Mycroft was playing house in the nursery, his mother's old doll's house open in front of him.

This was one of his favourite games, making pretend tea and scones on the stove. Serving said pretend tea and scones to the well dress dolls sitting neatly round the table in the dinning room. While upstairs the maid was making the beds and packing away the toys.

Sherlock however was on his rocking horse, imagining it as his very own pirate ship, and doing so very loudly.

Sherlock gave a victory cry as a wod of chewed up paper flew from his slingshot and into the doll's house, knocking over Timmy, the eldest son.

Mycroft froze, staring daggers at Sherlock in his mind's eye. After a moment he collected himself, picked up Timmy and carried him off carefully to the wash room to get him cleaned up.

Sherlock waited until the door of the nursery had closed before dismounting and heading over to the doll's house to claim his treasure.

Sherlock wasn't interested in the dolls, nor was he interested in moving around any of the furniture, because although that would really annoy his big brother, he would also be letting himself in for weeks of Mycroft trickery, which was not really all that worth it. No, what Sherlock was after was much better. Sherlock was after blackmail.

In each room of the doll's house there was a little chest. Mycroft had painstakingly saved up his pocket money for months to by each one. Repainting them all by hand so that they would each match the interior of each room.

And inside each chest there was a singular piece of paper, and on each piece of paper in Mycroft impeccable hand Sherlock's brother had written in tiny doll sized writing his inner thoughts.

Sherlock picked the lock of the chest in the larder; this was the chest that Mycroft tended to keep his more embarrassing secrets in, things that he had let himself indulge in that he later regretted.

The young pirate skimmed past the first few entries, these he had read before and had already committed to memory, though he let himself re-read the third entry, as he always did, never really quite believing what he read, translating the short hand easily in his head. "Used the word toilet instead of lavatory. Mother didn't notice" Sherlock giggled, his brother was so strange.

There was only one new entry on the list today, "Kept holding Jane's hand for a minute after crossing the road" Sherlock frowned, how was that something to regret?

He was so puzzled over this that, he didn't notice Mycroft returning from the wash room.

Mycroft wasn't cross, not really. He knew Sherlock had read the notes he left in the chests. He'd worked that out months ago, and so had started to leave notes that might help in Sherlock's moral development; he also uses various types of short hand in order to make Sherlock learn the different types.

He was however disappointed. Disappointed that Sherlock would be so blatantly obvious in his snooping.

Mycroft coughed to draw Sherlock's attention to his presence, which resulted in Sherlock stuffing the piece of paper into his pocket and the chest haphazardly back into the house.

At this Mycroft sighed and looked even more disappointed. "Poor cover up brother dear." He sighed as he moved to the doll's house and straightened the chest. "I know you read them. You really think I would be that slow to write anything incriminating down in there. No I keep that sort of thing up in this house." As he said this Mycroft tapped his temple.

"You have a house in your head?" Sherlock asked clearly amused at the absurd notion.

Mycroft just smiled patiently and explained, "I call it a mind palace, I imagine this doll's house, each room is for different thoughts.
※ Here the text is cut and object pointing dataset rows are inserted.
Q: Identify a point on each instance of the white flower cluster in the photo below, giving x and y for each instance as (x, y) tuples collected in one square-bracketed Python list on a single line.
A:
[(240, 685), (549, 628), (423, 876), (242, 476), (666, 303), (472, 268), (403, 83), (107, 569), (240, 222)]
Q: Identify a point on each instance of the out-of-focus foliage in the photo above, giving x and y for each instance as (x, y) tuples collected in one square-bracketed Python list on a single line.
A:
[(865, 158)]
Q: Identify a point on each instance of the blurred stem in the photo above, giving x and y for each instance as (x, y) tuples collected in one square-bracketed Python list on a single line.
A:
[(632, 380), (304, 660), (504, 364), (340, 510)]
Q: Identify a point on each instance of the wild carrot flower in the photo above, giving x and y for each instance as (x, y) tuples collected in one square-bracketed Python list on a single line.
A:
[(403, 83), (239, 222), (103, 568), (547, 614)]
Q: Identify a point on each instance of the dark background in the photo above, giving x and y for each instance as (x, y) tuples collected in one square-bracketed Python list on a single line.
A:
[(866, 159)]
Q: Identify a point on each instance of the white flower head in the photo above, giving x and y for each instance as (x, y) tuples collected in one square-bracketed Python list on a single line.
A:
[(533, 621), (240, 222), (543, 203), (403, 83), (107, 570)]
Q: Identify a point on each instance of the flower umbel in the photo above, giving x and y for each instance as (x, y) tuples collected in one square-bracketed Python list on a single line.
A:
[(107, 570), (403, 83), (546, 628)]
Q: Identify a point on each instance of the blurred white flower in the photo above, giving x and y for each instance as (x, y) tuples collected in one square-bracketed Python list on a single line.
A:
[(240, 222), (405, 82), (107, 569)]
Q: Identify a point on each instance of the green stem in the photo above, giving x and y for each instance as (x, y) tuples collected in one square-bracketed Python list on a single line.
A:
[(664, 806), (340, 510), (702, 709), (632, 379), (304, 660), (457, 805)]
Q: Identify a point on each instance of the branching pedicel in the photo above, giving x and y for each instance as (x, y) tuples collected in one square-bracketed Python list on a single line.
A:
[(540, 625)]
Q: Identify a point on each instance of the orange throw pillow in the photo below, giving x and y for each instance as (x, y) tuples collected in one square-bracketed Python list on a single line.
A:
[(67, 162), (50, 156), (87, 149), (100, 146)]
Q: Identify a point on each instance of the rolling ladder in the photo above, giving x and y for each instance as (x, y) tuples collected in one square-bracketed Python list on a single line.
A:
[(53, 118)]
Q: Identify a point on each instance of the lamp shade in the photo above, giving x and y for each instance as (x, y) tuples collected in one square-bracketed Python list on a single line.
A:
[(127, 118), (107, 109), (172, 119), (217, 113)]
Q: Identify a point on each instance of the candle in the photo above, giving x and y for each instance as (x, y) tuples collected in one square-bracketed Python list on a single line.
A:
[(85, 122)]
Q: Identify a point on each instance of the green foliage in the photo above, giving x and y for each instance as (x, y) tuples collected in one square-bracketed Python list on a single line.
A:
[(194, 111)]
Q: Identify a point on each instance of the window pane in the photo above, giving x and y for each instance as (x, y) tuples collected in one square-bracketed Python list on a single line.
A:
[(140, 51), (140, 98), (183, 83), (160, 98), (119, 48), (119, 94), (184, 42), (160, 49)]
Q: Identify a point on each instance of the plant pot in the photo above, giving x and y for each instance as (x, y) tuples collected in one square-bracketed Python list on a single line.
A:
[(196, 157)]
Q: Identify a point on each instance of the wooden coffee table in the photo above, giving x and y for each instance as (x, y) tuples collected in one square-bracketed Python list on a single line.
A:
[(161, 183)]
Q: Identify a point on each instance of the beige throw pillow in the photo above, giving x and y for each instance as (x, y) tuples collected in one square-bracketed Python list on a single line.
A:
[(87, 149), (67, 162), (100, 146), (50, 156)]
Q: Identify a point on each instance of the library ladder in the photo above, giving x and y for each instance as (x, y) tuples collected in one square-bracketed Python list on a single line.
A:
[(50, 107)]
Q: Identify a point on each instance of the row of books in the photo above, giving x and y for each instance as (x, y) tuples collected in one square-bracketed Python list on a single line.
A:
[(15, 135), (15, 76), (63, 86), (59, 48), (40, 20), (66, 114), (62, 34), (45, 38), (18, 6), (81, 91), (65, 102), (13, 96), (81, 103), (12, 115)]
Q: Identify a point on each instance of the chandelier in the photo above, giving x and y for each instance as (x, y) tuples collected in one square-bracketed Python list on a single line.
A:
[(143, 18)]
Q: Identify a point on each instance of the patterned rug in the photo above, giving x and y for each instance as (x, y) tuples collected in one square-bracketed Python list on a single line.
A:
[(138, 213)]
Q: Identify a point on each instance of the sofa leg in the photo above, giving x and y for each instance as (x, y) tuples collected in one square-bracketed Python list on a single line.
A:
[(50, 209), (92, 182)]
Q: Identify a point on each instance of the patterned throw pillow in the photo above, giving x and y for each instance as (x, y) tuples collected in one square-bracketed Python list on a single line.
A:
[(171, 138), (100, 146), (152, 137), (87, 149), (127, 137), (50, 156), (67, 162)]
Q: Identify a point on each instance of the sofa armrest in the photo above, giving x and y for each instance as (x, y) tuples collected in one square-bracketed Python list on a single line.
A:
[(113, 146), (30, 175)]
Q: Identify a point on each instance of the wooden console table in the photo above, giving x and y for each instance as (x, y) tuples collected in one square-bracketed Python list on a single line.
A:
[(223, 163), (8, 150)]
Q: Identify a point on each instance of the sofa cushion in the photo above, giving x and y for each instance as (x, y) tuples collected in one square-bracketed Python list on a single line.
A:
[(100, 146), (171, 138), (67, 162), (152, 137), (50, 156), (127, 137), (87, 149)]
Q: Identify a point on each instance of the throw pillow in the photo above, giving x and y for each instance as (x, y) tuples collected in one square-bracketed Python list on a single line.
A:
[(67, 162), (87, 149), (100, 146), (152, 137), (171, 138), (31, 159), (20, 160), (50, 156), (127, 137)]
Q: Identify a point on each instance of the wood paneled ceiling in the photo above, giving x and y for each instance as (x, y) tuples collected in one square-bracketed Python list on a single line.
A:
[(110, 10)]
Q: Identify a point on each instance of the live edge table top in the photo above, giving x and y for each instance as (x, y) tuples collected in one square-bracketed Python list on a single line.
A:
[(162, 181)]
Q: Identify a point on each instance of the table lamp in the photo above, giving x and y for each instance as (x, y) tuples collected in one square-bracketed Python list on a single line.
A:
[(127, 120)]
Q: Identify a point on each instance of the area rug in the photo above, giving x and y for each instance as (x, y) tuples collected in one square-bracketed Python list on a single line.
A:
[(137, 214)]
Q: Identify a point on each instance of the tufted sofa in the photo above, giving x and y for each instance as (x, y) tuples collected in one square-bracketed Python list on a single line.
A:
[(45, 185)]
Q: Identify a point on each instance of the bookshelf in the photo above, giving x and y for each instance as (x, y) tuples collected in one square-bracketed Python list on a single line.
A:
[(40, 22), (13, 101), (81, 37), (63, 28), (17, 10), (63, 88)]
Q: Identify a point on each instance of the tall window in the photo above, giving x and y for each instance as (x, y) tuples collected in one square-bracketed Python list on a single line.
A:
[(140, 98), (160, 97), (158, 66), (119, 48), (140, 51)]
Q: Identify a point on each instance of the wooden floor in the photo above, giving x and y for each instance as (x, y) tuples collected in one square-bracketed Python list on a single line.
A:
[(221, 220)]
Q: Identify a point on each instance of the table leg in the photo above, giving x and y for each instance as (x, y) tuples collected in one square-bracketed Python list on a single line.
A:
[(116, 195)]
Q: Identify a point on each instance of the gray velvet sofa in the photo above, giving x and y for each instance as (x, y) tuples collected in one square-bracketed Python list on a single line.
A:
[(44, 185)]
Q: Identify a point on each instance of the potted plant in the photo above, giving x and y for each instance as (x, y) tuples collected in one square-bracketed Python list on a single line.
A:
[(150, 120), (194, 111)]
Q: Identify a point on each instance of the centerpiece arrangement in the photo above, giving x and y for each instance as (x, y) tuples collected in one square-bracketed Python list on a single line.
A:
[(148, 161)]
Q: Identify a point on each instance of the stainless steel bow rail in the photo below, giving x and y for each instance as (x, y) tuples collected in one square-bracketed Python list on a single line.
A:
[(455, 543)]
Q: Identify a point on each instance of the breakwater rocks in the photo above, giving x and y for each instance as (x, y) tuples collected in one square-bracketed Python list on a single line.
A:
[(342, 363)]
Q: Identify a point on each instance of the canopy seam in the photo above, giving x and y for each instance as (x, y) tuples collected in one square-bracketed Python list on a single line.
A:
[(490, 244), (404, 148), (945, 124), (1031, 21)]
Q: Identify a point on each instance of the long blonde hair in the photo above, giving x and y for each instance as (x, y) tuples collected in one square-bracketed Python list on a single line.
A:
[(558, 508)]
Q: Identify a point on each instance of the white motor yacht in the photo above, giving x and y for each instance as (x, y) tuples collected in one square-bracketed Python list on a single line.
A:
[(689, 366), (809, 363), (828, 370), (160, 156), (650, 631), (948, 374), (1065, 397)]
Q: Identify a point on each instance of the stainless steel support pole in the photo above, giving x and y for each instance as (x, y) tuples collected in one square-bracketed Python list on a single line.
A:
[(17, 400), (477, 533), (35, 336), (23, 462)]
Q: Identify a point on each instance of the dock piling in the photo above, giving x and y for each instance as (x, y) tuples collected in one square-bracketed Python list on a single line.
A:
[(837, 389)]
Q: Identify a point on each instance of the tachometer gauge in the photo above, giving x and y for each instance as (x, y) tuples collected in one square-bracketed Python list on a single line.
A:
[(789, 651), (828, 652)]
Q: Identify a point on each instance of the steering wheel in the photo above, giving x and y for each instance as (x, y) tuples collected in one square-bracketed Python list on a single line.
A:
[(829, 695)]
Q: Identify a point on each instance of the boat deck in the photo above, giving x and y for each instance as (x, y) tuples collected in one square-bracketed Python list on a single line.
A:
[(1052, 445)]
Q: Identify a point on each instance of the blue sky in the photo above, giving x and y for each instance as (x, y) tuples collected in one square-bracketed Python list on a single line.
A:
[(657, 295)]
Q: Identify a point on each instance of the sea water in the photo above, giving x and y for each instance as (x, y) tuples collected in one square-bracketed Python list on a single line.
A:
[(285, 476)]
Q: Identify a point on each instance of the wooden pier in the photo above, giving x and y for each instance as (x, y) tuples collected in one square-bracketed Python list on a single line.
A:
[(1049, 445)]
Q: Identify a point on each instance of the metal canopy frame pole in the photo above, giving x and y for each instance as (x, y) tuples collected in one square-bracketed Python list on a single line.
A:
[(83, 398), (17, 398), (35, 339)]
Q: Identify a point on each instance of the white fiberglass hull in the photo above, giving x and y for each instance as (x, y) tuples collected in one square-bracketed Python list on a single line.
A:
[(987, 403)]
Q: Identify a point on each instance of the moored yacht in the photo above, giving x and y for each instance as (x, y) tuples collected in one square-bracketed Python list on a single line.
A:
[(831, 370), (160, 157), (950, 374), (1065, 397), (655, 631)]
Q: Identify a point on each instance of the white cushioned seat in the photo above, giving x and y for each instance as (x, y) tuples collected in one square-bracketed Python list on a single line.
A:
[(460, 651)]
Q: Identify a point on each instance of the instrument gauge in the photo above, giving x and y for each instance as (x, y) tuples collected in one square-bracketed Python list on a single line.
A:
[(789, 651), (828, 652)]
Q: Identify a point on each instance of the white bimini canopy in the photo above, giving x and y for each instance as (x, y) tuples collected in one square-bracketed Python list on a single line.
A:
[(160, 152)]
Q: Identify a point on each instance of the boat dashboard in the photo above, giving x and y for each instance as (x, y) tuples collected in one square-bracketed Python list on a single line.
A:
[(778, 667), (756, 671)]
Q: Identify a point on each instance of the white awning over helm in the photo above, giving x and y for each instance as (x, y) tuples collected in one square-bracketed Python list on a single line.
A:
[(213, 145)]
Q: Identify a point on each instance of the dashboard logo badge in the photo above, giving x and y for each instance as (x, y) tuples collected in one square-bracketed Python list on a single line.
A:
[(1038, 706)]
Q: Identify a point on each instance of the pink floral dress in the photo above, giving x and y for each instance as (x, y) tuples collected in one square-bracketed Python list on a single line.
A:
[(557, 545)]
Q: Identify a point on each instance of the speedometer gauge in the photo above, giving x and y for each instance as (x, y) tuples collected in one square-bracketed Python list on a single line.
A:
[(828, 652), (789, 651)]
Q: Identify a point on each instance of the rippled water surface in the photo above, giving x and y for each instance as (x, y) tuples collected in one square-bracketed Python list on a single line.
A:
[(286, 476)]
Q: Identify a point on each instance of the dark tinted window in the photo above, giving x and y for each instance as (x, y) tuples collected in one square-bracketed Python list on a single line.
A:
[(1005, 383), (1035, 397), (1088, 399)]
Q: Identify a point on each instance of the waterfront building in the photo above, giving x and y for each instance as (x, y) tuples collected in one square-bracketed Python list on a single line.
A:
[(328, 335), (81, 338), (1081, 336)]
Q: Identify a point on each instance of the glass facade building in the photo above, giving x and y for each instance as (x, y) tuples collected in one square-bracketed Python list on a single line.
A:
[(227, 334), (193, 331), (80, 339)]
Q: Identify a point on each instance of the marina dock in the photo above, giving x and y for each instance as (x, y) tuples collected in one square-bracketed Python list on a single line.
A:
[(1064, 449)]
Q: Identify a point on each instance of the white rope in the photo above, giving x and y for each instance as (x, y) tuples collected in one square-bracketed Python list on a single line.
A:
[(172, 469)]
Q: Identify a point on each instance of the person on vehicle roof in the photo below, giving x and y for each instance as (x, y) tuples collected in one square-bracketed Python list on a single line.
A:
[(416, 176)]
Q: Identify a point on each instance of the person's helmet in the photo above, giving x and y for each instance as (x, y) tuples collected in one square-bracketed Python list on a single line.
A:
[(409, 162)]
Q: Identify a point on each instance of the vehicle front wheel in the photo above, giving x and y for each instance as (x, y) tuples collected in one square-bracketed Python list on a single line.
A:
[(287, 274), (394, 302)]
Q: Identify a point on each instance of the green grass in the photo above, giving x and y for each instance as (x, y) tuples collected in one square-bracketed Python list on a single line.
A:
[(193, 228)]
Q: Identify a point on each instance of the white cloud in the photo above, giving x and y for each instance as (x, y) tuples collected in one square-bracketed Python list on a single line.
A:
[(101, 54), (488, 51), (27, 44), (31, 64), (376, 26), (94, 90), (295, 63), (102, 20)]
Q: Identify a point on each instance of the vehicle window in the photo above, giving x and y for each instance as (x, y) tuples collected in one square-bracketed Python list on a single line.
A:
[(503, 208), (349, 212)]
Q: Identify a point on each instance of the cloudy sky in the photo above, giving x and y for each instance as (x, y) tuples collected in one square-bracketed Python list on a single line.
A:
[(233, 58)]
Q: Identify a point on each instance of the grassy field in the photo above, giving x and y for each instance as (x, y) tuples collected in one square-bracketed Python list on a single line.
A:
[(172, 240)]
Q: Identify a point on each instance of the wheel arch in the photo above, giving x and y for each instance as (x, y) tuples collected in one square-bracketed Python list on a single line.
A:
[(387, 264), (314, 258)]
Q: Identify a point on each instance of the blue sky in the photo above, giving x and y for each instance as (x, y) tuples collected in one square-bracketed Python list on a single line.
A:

The master bed room is for everything regarding Mother and Father, their birthdays, wedding anniversary, fears, medical information and the like. The box room is yours, so I keep all your relevant information in there. Then there are rooms like the library where I store useful quotes and sometimes whole books if necessary. You get the idea."

Sherlock's little face brightened as he understood what his big brother was trying to tell him. Mother and Father's brains could not retain as much information as his brother's and his own, so they had not seen the need to teach Sherlock how to properly order his thoughts. But Mycroft knew, he knew was it felt like to have a million thoughts flying around in your head, and having to catch them and pin them down whenever you wanted to use them.

If he could somehow order them into boxes, and organise those boxes into rooms it would take mere milliseconds to locate the relevant thought.

Sherlock beamed at Mycroft. He was going to one up his brother. He wasn't going to have a mind palace. Oh no. He was going to have something much better. He was going to have a mind pirate ship!

And with that Sherlock shoved the piece of paper into Mycroft's face and climbed back onto his rocking horse pirate ship, as began to order his thought about the S. S. Sherlock Homes.